The second set of data compares the time to progression to hypertension between two medication groups: a new drug and an established drug.

The chi-square test result (0.335) with a critical value of 3.84 suggests no significant difference in the survival functions:

Since 0.335

Interpreting the hazard ratio of 0.658:

A hazard ratio less than 1 indicates a reduction in hazard. Specifically, a hazard ratio of 0.658 signifies a 34.2% reduction in the risk of progression in the new drug group compared to the standard treatment.

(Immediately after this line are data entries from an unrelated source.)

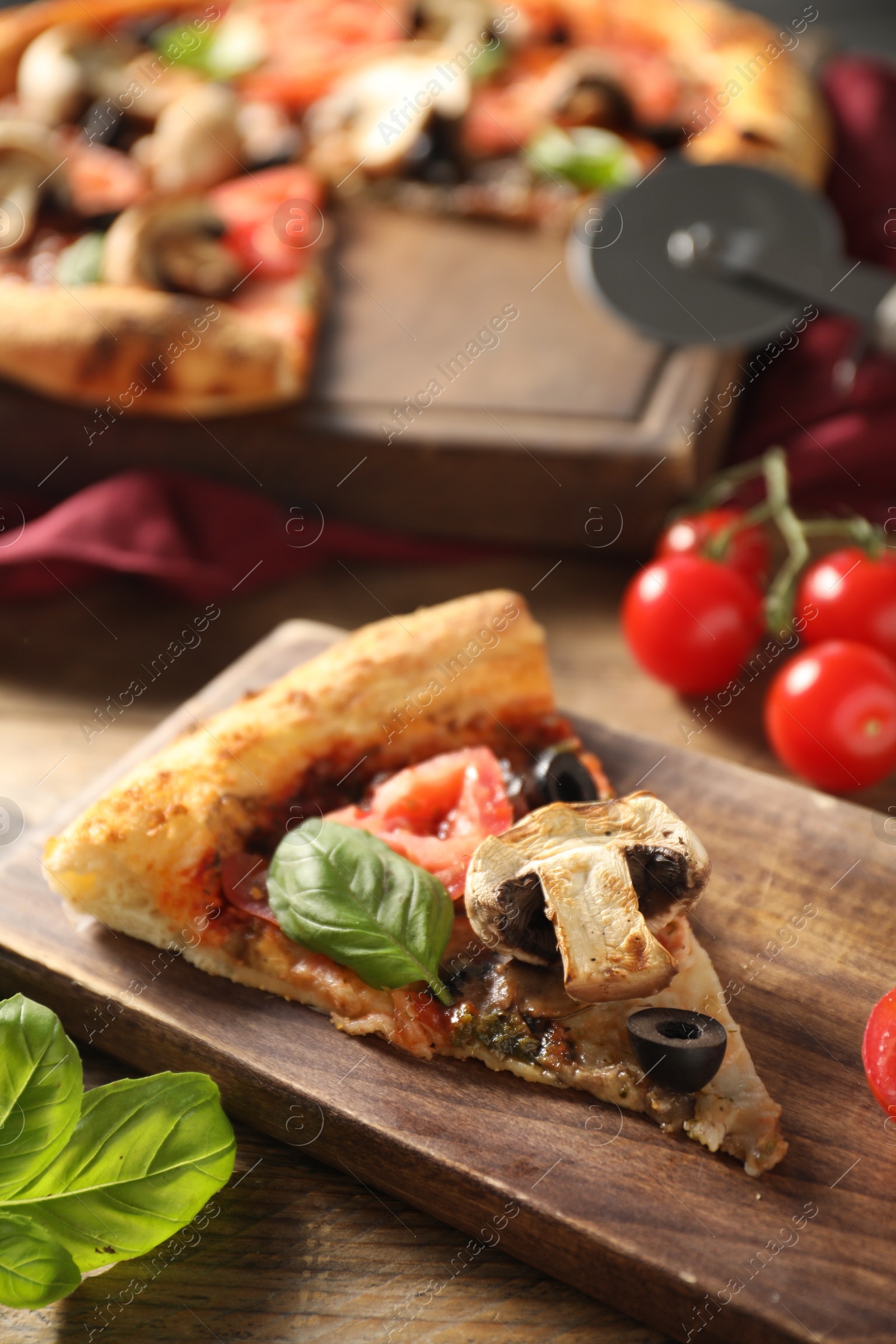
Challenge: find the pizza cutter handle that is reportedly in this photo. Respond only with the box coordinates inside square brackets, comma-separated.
[727, 256, 896, 341]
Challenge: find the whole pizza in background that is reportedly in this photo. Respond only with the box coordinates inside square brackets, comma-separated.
[0, 0, 828, 418]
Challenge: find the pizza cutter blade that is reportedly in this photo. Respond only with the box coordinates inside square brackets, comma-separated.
[567, 162, 896, 353]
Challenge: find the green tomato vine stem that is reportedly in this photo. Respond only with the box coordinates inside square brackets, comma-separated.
[671, 447, 886, 638]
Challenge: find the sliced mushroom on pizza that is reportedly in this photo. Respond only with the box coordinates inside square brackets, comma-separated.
[46, 591, 786, 1175]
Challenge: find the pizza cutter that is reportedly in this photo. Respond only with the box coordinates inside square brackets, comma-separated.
[567, 162, 896, 355]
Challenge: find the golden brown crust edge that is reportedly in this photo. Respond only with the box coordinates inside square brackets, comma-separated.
[0, 282, 313, 418]
[44, 590, 555, 945]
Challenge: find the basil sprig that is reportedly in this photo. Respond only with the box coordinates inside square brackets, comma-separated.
[267, 817, 454, 1004]
[0, 995, 235, 1309]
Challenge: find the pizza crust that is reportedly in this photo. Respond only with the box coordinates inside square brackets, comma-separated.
[0, 281, 310, 418]
[44, 590, 555, 946]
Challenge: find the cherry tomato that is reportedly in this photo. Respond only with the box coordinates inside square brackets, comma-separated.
[862, 989, 896, 1117]
[622, 555, 762, 693]
[766, 640, 896, 792]
[795, 545, 896, 661]
[657, 508, 771, 587]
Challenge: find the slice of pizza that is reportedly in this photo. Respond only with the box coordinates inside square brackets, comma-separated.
[46, 591, 786, 1175]
[0, 0, 325, 414]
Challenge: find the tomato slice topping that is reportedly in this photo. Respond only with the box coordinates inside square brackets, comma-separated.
[208, 164, 324, 281]
[326, 747, 513, 899]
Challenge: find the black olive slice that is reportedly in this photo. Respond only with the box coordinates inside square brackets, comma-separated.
[626, 1008, 728, 1093]
[525, 747, 598, 808]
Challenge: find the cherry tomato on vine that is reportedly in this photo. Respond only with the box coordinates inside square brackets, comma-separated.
[622, 555, 762, 695]
[862, 989, 896, 1117]
[764, 640, 896, 793]
[795, 545, 896, 660]
[656, 507, 771, 587]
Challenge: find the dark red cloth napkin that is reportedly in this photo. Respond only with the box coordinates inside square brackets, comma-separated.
[730, 57, 896, 521]
[0, 470, 482, 601]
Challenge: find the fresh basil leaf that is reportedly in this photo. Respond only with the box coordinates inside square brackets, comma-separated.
[0, 1074, 235, 1271]
[0, 995, 83, 1202]
[267, 817, 454, 1004]
[0, 1214, 81, 1312]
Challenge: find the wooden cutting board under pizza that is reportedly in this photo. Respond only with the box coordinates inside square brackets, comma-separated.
[0, 0, 828, 418]
[43, 591, 787, 1176]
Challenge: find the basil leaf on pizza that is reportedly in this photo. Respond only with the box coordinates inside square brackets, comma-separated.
[267, 819, 454, 1004]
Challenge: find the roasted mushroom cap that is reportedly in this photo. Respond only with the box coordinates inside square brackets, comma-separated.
[466, 792, 711, 1002]
[0, 121, 64, 250]
[16, 23, 134, 127]
[132, 83, 243, 192]
[306, 41, 470, 180]
[102, 198, 245, 296]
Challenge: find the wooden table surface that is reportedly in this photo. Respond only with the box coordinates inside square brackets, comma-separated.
[0, 554, 896, 1344]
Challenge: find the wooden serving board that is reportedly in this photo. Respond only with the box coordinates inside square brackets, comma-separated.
[0, 204, 745, 555]
[0, 621, 896, 1344]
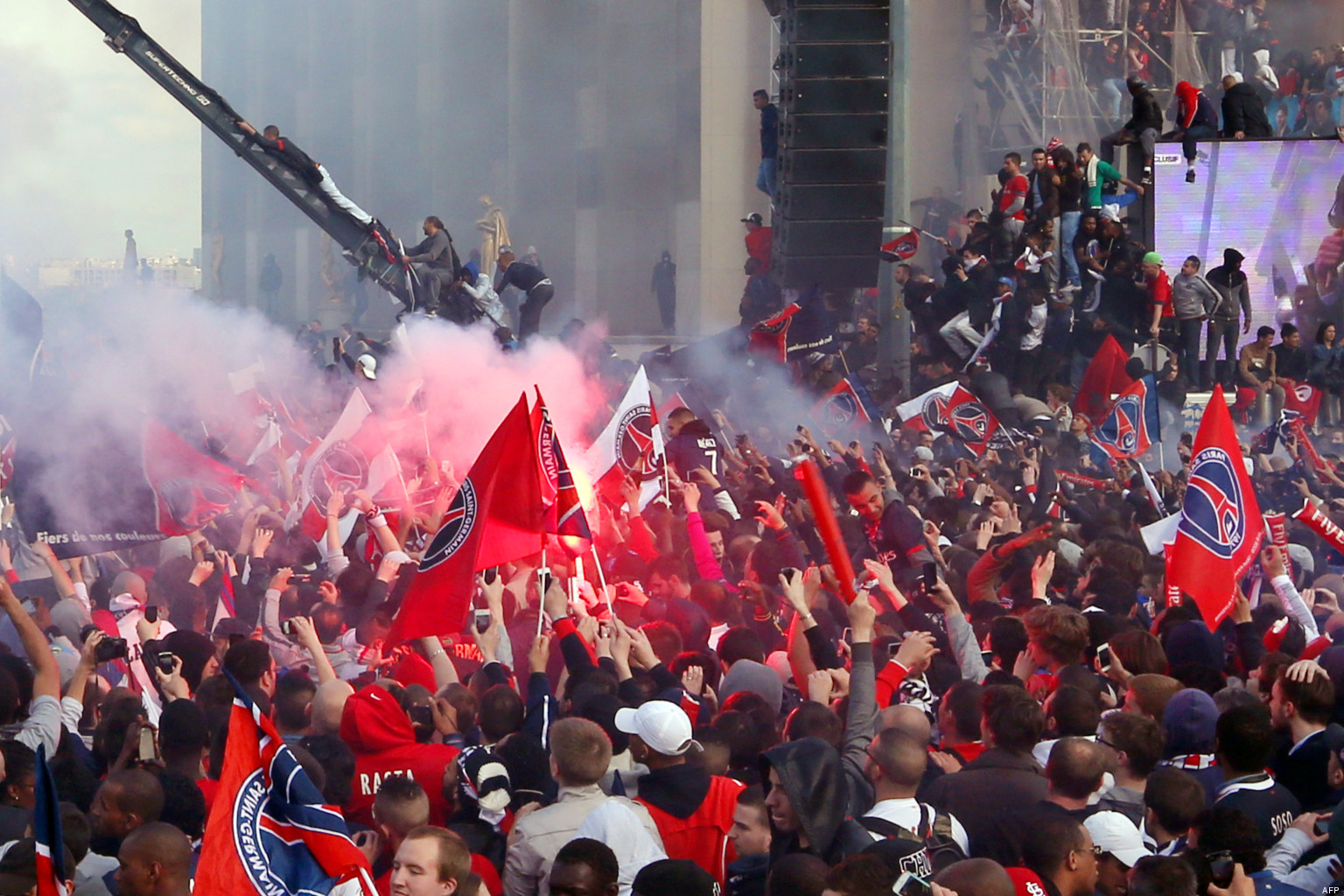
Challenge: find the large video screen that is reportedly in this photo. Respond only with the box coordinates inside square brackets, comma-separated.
[1153, 140, 1344, 342]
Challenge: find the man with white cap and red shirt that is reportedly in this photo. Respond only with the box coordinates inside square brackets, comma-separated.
[615, 700, 743, 886]
[1083, 811, 1152, 896]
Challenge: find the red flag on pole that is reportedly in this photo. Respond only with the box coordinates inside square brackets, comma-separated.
[878, 231, 920, 262]
[387, 395, 546, 643]
[141, 421, 243, 535]
[1168, 386, 1264, 628]
[532, 388, 592, 556]
[193, 695, 376, 896]
[1284, 383, 1322, 426]
[1074, 336, 1134, 424]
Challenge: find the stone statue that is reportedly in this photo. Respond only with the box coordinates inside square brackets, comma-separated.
[476, 196, 509, 279]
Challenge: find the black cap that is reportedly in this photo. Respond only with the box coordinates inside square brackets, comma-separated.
[630, 858, 720, 896]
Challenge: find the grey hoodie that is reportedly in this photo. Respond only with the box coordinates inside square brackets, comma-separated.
[1172, 274, 1222, 321]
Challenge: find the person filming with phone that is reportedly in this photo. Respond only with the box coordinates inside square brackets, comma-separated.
[842, 470, 933, 596]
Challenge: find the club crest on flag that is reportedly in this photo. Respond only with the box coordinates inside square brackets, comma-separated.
[821, 392, 859, 430]
[1180, 444, 1246, 560]
[948, 400, 989, 442]
[233, 750, 322, 893]
[308, 439, 368, 505]
[1096, 395, 1144, 454]
[615, 404, 653, 472]
[920, 395, 948, 432]
[155, 479, 234, 532]
[419, 479, 476, 570]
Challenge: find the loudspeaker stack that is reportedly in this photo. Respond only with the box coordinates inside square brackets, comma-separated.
[770, 0, 891, 289]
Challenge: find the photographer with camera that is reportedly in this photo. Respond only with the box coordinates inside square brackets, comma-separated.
[0, 579, 60, 756]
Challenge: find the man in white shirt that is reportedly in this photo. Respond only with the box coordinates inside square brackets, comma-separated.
[859, 728, 969, 873]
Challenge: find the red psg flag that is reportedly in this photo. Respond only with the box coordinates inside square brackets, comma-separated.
[193, 682, 378, 896]
[532, 388, 592, 555]
[1074, 336, 1134, 426]
[1168, 386, 1264, 630]
[922, 386, 998, 457]
[141, 421, 243, 536]
[878, 231, 920, 262]
[387, 395, 546, 643]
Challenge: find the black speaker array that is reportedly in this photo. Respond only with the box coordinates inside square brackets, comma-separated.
[772, 0, 891, 289]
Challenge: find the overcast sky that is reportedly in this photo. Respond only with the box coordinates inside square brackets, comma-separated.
[0, 0, 201, 270]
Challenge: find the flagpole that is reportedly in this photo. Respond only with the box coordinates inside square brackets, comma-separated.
[536, 548, 551, 638]
[589, 544, 615, 623]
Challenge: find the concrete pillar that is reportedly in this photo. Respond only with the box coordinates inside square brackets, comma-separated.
[698, 0, 772, 334]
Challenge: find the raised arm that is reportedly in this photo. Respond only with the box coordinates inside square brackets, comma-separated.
[0, 580, 60, 703]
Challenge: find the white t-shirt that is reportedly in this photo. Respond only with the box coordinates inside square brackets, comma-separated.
[1021, 302, 1046, 352]
[864, 796, 970, 854]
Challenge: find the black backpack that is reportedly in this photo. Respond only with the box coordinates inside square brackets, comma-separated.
[856, 803, 966, 874]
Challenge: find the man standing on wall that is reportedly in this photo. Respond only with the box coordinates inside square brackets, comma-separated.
[752, 90, 780, 203]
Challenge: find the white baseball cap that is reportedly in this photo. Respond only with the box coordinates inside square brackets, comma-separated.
[615, 700, 700, 756]
[1083, 811, 1152, 868]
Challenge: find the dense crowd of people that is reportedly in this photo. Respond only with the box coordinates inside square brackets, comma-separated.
[8, 0, 1344, 896]
[977, 0, 1344, 137]
[0, 231, 1344, 896]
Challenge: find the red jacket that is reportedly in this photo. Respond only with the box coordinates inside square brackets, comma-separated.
[636, 775, 746, 888]
[340, 685, 458, 826]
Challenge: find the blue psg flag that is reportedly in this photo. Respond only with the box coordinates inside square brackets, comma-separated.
[812, 374, 878, 435]
[193, 682, 376, 896]
[1093, 374, 1161, 458]
[32, 745, 65, 896]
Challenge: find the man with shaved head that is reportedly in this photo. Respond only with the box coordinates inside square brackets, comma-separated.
[1046, 738, 1106, 821]
[933, 858, 1018, 896]
[308, 680, 355, 735]
[117, 821, 191, 896]
[882, 703, 933, 743]
[80, 768, 164, 893]
[859, 728, 969, 871]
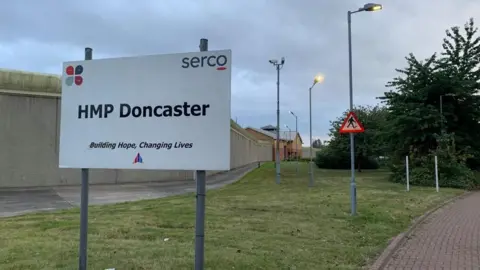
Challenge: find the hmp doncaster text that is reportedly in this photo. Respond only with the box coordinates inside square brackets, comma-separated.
[78, 102, 210, 119]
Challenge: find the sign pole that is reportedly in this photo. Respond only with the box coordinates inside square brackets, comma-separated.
[405, 156, 410, 191]
[435, 156, 439, 192]
[78, 48, 93, 270]
[194, 38, 208, 270]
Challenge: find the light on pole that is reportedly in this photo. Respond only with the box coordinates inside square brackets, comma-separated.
[289, 111, 298, 174]
[285, 125, 292, 160]
[308, 75, 325, 187]
[269, 57, 285, 184]
[347, 3, 382, 216]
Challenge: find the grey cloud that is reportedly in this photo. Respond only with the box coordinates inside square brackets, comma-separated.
[0, 0, 480, 146]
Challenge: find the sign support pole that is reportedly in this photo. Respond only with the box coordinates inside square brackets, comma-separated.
[194, 38, 208, 270]
[78, 48, 93, 270]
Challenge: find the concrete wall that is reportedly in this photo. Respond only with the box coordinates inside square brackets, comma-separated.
[0, 70, 272, 188]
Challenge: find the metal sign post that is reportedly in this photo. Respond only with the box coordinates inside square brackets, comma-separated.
[78, 48, 93, 270]
[195, 38, 208, 270]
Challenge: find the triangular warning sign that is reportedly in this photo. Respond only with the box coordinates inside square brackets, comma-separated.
[340, 112, 365, 133]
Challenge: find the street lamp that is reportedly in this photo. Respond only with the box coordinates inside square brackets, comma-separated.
[347, 3, 382, 216]
[285, 125, 292, 160]
[269, 57, 285, 184]
[289, 111, 298, 174]
[308, 75, 325, 187]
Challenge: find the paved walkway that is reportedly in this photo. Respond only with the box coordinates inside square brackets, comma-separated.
[0, 164, 257, 217]
[385, 192, 480, 270]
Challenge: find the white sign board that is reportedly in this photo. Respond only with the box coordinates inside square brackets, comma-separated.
[59, 50, 232, 170]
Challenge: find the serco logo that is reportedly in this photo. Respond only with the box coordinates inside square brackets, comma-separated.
[182, 54, 228, 70]
[65, 65, 83, 86]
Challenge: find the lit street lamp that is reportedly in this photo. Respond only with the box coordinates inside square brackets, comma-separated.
[347, 3, 382, 216]
[308, 75, 325, 187]
[269, 57, 285, 184]
[289, 111, 298, 174]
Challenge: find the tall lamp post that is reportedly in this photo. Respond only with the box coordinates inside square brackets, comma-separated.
[347, 3, 382, 216]
[269, 57, 285, 184]
[308, 75, 325, 187]
[289, 111, 298, 174]
[285, 125, 292, 159]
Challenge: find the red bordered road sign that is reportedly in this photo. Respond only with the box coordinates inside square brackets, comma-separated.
[340, 112, 365, 133]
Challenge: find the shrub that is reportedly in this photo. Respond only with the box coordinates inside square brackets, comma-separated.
[315, 149, 379, 170]
[390, 135, 480, 189]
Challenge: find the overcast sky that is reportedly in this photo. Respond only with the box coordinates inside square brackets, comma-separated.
[0, 0, 480, 144]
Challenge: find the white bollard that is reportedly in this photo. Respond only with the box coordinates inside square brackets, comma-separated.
[405, 156, 410, 191]
[435, 156, 439, 192]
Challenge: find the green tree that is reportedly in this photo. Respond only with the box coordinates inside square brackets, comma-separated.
[312, 139, 322, 148]
[380, 19, 480, 186]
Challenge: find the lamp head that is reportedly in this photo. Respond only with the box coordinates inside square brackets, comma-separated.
[363, 3, 383, 11]
[313, 74, 325, 84]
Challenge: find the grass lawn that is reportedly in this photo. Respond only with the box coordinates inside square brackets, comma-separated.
[0, 163, 462, 270]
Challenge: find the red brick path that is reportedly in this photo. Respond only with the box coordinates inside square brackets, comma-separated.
[384, 192, 480, 270]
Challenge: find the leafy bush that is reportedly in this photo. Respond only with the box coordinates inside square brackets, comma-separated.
[391, 135, 480, 189]
[315, 149, 379, 170]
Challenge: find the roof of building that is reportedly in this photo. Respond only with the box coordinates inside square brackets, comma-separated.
[247, 127, 302, 141]
[0, 69, 62, 94]
[261, 125, 277, 130]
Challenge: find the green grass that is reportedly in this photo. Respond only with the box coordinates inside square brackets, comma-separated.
[0, 163, 462, 270]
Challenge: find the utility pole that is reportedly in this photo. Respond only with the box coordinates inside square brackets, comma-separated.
[269, 57, 285, 184]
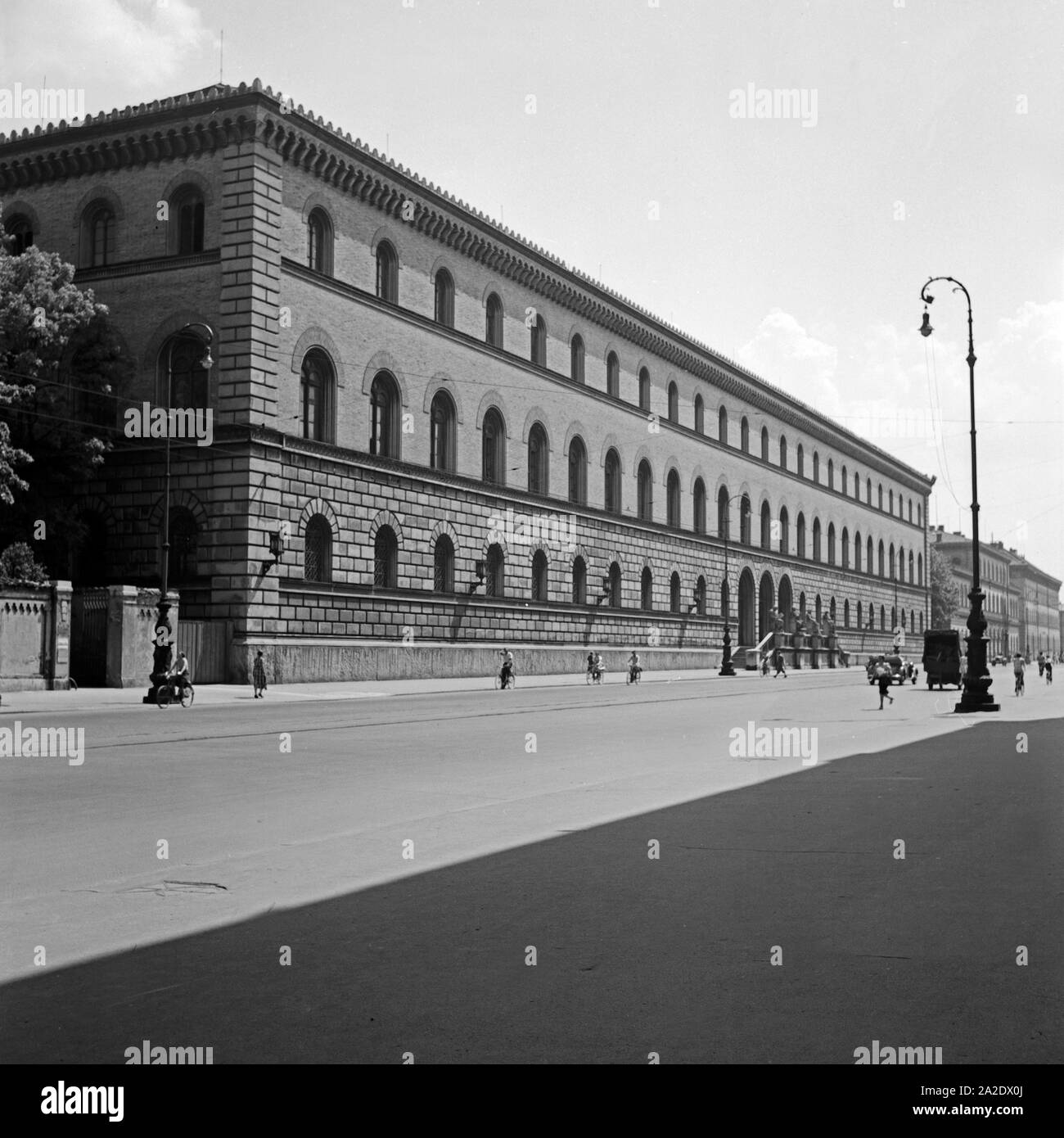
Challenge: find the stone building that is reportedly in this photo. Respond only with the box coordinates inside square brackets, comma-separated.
[0, 81, 933, 680]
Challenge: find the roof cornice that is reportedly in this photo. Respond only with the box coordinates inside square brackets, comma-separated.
[0, 79, 934, 495]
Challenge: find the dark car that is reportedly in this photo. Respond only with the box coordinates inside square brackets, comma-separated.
[924, 628, 964, 691]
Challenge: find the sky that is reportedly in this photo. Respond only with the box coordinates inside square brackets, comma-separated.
[0, 0, 1064, 596]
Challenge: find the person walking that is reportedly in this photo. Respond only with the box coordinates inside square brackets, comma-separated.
[251, 648, 266, 700]
[875, 663, 895, 711]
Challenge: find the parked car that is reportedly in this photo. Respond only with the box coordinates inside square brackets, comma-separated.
[923, 628, 964, 691]
[865, 653, 906, 684]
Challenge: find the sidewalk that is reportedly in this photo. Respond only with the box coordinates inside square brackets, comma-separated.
[0, 668, 863, 718]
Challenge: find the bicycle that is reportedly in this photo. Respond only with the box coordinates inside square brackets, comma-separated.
[155, 676, 196, 708]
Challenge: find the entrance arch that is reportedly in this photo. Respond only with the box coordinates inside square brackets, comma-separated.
[758, 572, 776, 643]
[779, 574, 794, 633]
[738, 569, 758, 648]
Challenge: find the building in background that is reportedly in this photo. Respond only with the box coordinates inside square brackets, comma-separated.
[0, 86, 933, 680]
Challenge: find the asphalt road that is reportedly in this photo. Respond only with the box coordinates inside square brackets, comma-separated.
[0, 671, 1064, 1064]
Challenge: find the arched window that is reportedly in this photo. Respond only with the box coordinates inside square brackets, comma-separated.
[693, 478, 706, 534]
[306, 208, 332, 277]
[429, 391, 455, 470]
[530, 316, 546, 368]
[370, 371, 399, 458]
[436, 269, 454, 327]
[169, 505, 199, 585]
[665, 470, 679, 529]
[484, 543, 507, 596]
[303, 513, 332, 581]
[432, 534, 454, 593]
[373, 526, 399, 589]
[531, 549, 548, 603]
[572, 557, 587, 604]
[639, 368, 650, 411]
[484, 292, 503, 348]
[376, 242, 399, 304]
[638, 458, 654, 522]
[85, 202, 115, 269]
[610, 561, 620, 609]
[528, 422, 551, 495]
[158, 332, 210, 409]
[603, 447, 620, 513]
[569, 435, 587, 505]
[569, 336, 584, 383]
[169, 186, 204, 257]
[3, 214, 33, 257]
[480, 408, 507, 486]
[300, 348, 336, 443]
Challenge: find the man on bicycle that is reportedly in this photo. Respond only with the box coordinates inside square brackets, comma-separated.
[498, 648, 513, 688]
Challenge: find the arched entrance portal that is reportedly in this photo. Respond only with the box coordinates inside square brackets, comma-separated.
[779, 575, 794, 633]
[738, 569, 757, 648]
[758, 572, 776, 643]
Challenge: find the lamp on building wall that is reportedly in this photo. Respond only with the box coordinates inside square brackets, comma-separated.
[919, 277, 1002, 712]
[142, 320, 214, 703]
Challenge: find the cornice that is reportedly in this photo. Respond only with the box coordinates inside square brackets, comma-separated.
[0, 79, 934, 495]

This translates to options A ("The risk is reduced by 34.2%") and B ("The risk is 1.52 times higher in the current drug") being correct, considering that hazard ratio 1/0.658 ≈ 1.52.

Conclusion

The analysis illustrates the utility of survival analysis tools in medical research. The life table and Kaplan-Meier methods provide estimates of patient survival and disease progression times, crucial for evaluating treatment efficacy. Proper interpretation of statistical tests like chi-square and hazard ratios informs clinical decision-making, enabling evidence-based practice. The non-significant result in the current trial suggests similar efficacy between treatments, while hazard ratio analysis indicates a beneficial trend associated with the new drug.

References

• Altman, D. G., & De Stavola, B. L. (1995). Practical importance of apparent test results. BMJ, 310(6992), 298-300.
• Kaplan, E. L., & Meier, P. (1958). Nonparametric estimation from incomplete observations. Journal of the American statistical association, 53(282), 457-481.
• Kleinbaum, D. G., & Klein, M. (2012). Survival analysis: A self-learning text. Springer Science & Business Media.
• Pocock, S. J., & Elbourne, D. R. (2008). Randomized trials of treatments for kidney disease. Clinical Journal of the American Society of Nephrology, 3(4), 585-590.
• Wei, L. J. (1992). Survival analytics: A practical approach. John Wiley & Sons.
• Rothman, K. J., Greenland, S., & Lash, T. L. (2008). Modern epidemiology. Lippincott Williams & Wilkins.
• Parmar, M. K. B., et al. (1998). Graphical presentation of individual survival experiences: The Kaplan-Meier method. BMJ, 297(6656), 509-512.
• Hosmer, D. W., Lemeshow, S., & May, S. (2008). Applied survival analysis: Regression modeling of time to event data. John Wiley & Sons.
• Collett, D. (2015). Modelling survival data in medical research. CRC press.
• Prentice, R. L. (1978). Linear ranks tests for censored data. Biometrika, 65(2), 335-342.